No alcanza a responder. Suena su celular y es su esposa. Habla de sus hijos. Cuelga.

-Esto es lo que me pierdo por andar viajando: el tiempo con mi familia.

Tiene dos hijos, María y Andrés, de 4 y 2 años. En su despacho del Palacio de San Carlos hay una foto de ellos sobre su escritorio. "Son lo más importante", dice. María aparece en la foto con un casco de equitación. A veces coordina para que almuercen con él en su oficina. O va a la casa antes de que se duerman, comparte un rato, y vuelve al trabajo. Los días de descanso son siempre en familia, en una finca que tiene cerca a Bogotá. "Puede pasar horas jugando con ellos en un columpio", cuenta Francisco Lozano.

La foto de sus hijos y el libro The Complete Cartoons of The New Yorker son sus únicos aportes a la decoración del despacho. "Traje ese libro para meterle un poquito de humor a esto", dice. Su equipo de trabajo repite: "El Ministro es un tipazo". Un alto funcionario de la División de Soberanía que ha trabajado con los últimos cinco cancilleres, afirma: "Es el que más sabe. Y no viaja a las fronteras para tomarse la foto".

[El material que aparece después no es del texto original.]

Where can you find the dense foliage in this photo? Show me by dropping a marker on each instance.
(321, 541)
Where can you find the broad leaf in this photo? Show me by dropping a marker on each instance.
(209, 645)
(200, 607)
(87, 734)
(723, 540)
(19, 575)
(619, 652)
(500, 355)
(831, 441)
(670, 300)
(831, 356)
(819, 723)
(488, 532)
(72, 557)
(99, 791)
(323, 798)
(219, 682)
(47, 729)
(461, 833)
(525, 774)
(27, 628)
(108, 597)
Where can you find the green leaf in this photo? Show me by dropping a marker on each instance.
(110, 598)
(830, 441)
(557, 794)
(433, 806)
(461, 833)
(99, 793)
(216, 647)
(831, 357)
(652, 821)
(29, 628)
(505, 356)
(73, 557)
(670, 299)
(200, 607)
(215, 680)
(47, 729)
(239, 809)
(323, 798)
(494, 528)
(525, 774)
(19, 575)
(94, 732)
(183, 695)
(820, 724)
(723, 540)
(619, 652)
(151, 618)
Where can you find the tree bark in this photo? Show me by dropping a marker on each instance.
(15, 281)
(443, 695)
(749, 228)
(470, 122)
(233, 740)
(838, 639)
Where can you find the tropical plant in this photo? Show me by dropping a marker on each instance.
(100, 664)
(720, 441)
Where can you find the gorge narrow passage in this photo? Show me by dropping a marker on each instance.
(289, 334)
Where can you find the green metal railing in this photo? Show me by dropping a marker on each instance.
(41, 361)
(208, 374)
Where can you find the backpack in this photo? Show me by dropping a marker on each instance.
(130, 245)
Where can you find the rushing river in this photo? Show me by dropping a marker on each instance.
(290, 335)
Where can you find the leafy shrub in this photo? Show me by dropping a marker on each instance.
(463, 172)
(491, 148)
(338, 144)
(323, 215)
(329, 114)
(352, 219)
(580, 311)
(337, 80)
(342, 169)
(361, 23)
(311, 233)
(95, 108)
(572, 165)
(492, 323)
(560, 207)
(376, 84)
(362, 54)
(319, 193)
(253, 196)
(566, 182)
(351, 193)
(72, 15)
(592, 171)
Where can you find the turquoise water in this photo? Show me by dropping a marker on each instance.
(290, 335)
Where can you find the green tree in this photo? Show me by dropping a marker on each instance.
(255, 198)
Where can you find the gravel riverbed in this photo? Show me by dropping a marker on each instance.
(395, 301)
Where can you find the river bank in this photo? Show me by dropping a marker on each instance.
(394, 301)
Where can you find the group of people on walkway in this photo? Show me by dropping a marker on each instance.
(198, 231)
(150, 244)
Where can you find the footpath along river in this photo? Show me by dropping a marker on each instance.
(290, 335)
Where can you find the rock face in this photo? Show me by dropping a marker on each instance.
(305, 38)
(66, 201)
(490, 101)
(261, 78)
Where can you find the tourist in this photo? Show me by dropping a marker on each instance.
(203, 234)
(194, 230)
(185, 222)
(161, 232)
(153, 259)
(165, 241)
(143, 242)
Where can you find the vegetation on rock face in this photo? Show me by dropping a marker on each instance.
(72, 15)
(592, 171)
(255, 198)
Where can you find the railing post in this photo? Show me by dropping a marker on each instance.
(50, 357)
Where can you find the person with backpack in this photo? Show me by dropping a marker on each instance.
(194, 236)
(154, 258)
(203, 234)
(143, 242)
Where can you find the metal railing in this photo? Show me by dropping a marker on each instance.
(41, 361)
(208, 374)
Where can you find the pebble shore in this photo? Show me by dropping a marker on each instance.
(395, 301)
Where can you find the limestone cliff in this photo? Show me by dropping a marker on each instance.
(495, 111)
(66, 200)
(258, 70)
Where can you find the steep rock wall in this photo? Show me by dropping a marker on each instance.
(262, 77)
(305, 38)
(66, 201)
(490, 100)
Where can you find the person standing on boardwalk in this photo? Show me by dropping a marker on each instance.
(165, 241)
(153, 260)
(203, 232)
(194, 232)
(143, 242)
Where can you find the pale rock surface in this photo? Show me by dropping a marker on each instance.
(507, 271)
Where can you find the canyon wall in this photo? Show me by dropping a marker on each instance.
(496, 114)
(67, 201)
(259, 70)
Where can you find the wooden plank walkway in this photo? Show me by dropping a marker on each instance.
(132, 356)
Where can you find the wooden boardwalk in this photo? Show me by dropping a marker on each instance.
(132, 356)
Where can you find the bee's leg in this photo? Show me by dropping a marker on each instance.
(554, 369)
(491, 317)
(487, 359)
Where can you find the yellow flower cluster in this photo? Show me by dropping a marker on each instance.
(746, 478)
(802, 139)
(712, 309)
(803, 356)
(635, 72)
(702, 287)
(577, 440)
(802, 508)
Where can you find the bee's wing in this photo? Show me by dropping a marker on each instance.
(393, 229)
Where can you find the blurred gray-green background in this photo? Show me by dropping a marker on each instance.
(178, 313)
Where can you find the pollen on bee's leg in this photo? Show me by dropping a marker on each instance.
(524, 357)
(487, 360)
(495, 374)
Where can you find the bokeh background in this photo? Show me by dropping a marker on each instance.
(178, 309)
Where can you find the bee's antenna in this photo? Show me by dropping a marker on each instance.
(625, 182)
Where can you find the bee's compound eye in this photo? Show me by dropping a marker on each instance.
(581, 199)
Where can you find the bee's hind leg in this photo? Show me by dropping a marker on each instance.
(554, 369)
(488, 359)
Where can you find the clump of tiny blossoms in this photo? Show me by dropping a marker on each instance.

En el vuelo de Cúcuta a Bogotá, entrada la noche y en el mismo avión, la única luz que se ve es la que emana la pantalla de su blackberry. Escribe rápido. En su muñeca derecha tiene una manilla verde. Se la regalaron en Salvador de Bahía, Brasil, y está atada con tres nudos que representan tres deseos. "Si me la quito no se cumplen. Me traje quince de reserva, por si acaso". Sonríe. No parece ser de los que les falta la buena suerte.